I'd like to calculate Fst of each SNP between population using PopGenome. Finally, I'd like to detect high-Fst SNPs and plot Fst of each SNP like manhattan plot.

In my case, there are 3 bacteria populations. I'd like to calculate Fst of each SNP such that [Pop1 vs other populations(Pop2 and Pop3)], [Pop2 vs others(Pop1 and Pop3)], [Pop3 vs others(Pop1 and Pop2)].

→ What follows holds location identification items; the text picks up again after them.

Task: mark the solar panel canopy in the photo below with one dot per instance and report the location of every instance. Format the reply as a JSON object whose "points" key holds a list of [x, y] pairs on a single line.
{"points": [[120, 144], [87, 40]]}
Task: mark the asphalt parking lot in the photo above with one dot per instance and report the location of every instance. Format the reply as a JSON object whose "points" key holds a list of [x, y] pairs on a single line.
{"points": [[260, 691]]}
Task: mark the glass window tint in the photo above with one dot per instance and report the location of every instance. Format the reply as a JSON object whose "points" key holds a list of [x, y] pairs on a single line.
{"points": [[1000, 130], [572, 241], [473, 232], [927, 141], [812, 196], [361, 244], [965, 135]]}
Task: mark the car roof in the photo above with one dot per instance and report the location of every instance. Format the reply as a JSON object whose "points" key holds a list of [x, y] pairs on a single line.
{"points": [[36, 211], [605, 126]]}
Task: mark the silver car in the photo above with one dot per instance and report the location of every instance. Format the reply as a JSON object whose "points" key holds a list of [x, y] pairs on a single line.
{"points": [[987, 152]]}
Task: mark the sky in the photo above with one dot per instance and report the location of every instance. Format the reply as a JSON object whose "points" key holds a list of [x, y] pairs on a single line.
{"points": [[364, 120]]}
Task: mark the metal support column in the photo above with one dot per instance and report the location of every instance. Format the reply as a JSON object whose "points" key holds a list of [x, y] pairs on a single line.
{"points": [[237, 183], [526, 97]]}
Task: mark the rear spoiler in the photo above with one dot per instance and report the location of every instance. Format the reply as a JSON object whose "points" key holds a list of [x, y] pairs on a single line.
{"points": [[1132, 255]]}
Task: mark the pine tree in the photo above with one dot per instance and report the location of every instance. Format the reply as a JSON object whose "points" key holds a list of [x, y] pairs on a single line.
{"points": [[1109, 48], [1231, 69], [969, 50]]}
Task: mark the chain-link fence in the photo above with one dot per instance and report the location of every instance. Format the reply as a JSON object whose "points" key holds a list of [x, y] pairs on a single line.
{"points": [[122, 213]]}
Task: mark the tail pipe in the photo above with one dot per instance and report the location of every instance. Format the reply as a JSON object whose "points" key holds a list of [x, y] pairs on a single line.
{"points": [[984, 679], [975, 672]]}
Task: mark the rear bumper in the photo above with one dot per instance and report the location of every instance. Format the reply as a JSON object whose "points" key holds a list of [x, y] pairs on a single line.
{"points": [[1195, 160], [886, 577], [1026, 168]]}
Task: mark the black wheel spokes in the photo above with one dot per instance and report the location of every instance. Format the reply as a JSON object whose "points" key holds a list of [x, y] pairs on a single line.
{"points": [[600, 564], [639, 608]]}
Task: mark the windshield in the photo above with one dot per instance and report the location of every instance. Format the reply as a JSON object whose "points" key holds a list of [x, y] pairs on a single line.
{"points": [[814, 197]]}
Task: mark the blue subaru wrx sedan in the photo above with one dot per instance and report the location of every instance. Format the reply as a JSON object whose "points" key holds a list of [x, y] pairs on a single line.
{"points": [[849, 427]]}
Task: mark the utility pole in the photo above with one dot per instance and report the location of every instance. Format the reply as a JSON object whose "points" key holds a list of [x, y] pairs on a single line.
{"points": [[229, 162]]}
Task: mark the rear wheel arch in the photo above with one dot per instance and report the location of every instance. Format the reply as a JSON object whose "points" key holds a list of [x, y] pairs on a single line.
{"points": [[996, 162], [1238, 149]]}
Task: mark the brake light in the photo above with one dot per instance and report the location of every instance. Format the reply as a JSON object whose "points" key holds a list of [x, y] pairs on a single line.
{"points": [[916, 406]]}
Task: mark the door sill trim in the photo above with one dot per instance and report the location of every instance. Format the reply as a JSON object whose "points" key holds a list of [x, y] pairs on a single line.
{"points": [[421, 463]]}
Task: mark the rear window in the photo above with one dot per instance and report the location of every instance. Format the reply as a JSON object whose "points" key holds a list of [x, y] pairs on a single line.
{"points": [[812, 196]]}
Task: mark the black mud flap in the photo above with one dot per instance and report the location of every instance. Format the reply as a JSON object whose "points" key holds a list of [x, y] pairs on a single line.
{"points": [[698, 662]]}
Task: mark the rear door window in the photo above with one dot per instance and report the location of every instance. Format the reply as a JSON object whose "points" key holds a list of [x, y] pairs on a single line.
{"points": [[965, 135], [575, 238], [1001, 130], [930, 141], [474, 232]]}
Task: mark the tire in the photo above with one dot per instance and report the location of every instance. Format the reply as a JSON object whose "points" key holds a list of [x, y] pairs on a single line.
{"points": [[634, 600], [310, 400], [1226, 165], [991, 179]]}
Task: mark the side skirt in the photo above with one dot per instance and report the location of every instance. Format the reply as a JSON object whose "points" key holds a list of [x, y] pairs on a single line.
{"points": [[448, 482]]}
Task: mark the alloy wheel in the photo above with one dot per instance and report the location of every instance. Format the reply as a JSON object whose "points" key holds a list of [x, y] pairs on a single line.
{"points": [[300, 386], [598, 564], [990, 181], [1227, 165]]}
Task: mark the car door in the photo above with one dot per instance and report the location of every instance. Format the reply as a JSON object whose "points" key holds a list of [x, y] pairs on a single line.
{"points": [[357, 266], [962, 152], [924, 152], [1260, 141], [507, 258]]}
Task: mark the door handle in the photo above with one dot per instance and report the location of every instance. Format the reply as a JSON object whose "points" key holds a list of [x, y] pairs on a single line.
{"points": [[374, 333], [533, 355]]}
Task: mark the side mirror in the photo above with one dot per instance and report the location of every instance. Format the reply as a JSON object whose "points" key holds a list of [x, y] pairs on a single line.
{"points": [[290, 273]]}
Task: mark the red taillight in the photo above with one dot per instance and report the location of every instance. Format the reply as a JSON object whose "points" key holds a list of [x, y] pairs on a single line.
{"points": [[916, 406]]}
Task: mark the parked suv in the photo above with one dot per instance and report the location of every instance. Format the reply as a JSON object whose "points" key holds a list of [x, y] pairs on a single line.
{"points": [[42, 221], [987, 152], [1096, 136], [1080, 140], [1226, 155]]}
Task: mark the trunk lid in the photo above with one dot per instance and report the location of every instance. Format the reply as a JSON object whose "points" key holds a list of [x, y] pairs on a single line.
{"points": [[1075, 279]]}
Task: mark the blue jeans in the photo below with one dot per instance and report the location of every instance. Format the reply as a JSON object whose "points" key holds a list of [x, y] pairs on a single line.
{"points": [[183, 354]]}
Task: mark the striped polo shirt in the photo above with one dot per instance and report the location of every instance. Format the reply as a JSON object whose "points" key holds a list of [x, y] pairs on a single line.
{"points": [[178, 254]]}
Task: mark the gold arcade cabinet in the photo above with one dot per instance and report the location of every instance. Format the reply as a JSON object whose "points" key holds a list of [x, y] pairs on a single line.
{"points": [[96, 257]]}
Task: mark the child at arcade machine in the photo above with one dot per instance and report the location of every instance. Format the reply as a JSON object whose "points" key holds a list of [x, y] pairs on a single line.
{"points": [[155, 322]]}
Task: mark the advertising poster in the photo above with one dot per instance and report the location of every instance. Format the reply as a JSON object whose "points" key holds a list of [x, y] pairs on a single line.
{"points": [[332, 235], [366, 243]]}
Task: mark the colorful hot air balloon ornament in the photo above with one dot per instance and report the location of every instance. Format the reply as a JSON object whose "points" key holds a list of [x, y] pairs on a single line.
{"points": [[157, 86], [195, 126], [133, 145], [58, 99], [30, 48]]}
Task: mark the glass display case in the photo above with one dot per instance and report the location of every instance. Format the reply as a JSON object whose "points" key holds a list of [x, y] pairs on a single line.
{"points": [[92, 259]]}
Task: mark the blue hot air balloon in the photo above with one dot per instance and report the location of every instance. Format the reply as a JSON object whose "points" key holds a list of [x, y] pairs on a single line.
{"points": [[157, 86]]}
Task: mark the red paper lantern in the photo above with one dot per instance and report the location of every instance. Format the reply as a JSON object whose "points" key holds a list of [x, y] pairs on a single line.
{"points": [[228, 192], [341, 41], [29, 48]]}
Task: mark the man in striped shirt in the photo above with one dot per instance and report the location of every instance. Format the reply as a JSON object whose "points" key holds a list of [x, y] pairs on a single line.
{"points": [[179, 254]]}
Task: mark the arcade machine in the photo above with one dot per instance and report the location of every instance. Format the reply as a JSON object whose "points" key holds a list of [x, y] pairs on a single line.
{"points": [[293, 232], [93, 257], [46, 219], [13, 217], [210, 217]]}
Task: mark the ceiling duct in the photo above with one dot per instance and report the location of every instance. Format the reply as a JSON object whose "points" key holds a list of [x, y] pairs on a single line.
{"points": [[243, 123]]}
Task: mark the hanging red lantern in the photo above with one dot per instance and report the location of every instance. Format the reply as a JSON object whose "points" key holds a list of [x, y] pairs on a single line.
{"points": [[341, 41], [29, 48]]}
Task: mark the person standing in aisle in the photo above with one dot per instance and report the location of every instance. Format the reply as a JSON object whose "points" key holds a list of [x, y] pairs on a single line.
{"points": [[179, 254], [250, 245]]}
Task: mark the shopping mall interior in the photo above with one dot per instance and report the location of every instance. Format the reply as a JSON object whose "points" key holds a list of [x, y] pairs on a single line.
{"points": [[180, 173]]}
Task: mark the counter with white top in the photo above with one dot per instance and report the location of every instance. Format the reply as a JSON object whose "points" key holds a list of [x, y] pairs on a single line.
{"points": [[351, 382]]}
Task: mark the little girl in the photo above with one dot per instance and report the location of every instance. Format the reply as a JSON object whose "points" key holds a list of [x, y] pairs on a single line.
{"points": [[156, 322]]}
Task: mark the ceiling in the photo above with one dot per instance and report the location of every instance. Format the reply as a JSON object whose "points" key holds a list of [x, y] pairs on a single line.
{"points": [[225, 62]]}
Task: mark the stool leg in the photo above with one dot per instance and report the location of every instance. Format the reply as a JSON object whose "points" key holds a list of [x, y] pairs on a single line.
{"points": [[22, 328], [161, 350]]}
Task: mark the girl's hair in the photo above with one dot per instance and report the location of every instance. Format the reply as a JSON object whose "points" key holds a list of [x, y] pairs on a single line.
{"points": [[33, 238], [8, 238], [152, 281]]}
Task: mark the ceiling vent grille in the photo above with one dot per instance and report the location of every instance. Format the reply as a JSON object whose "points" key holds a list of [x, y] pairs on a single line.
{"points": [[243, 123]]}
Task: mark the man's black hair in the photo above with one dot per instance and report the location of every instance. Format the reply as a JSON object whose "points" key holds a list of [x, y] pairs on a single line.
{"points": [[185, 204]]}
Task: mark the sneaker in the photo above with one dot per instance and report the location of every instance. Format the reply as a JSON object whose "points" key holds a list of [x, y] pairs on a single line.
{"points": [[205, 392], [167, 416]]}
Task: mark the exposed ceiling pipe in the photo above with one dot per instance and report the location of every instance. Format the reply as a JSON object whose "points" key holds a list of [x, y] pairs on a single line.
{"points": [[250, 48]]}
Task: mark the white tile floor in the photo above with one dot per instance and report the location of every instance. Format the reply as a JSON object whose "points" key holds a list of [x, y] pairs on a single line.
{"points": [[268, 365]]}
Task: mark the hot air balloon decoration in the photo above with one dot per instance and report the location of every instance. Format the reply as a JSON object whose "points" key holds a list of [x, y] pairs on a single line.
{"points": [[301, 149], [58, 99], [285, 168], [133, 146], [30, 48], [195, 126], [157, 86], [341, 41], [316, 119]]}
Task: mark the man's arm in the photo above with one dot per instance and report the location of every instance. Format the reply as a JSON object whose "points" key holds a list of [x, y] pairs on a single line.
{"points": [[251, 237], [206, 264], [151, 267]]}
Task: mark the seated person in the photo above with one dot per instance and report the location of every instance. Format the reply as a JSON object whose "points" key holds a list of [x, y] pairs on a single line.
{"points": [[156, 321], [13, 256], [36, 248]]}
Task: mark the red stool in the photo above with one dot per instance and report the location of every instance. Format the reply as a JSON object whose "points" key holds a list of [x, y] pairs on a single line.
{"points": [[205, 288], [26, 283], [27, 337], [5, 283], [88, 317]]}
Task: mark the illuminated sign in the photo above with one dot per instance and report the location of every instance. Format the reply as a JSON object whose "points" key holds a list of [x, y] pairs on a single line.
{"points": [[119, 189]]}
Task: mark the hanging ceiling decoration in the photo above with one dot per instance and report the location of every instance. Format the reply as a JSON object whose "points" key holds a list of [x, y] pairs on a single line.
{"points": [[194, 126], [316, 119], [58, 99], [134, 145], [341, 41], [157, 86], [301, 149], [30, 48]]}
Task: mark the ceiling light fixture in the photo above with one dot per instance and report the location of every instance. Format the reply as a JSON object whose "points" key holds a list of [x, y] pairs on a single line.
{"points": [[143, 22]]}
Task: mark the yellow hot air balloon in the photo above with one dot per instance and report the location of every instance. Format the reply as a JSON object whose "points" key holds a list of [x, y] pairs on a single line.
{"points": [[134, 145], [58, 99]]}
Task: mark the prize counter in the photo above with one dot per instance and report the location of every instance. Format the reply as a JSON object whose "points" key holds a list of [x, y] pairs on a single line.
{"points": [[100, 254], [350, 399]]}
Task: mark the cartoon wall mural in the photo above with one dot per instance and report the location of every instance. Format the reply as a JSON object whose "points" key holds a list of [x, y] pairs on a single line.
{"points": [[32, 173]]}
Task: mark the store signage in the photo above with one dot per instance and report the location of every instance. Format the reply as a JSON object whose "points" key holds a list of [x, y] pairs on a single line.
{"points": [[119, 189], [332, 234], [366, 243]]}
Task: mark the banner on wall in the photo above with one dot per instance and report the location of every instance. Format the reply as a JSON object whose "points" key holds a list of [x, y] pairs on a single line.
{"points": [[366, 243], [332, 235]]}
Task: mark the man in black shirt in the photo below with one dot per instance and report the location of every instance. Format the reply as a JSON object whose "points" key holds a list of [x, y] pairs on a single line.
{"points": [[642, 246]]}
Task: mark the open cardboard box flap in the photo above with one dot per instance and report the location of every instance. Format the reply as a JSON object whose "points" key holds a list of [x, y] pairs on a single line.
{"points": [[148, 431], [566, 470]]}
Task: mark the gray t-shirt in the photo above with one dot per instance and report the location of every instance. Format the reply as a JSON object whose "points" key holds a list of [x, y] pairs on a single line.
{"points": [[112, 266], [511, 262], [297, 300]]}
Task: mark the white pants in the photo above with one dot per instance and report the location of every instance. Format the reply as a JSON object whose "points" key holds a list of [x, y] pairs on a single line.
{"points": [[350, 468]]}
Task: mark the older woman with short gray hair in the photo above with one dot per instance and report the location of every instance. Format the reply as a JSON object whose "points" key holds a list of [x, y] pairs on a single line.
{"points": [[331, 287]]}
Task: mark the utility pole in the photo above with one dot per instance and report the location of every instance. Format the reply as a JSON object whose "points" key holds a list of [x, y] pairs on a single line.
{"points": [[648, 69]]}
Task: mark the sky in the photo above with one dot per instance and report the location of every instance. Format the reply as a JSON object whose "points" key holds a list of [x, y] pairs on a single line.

At first, I defined 3 populations.

x <- readData("VCF", format="VCF", gffpath="GFF")
Pop1 <- as.character(read.csv("pop1.csv")[[1]])
Pop2 <- as.character(read.csv("pop2.csv")[[1]])
Pop3 <- as.character(read.csv("pop3.csv")[[1]])
x <- set.populations(x, list(Pop1, Pop2, Pop3))
x@populations #check

Then, to verify synonymous and non-synonymous SNPs,

x <- set.synnonsyn(x, ref.chr="referene.fasta")

To calculate Fst of each SNPs,

x <- detail.stats(x, site.FST=TRUE)
x@region.stats@siteFST

But, I don't know how to set population information.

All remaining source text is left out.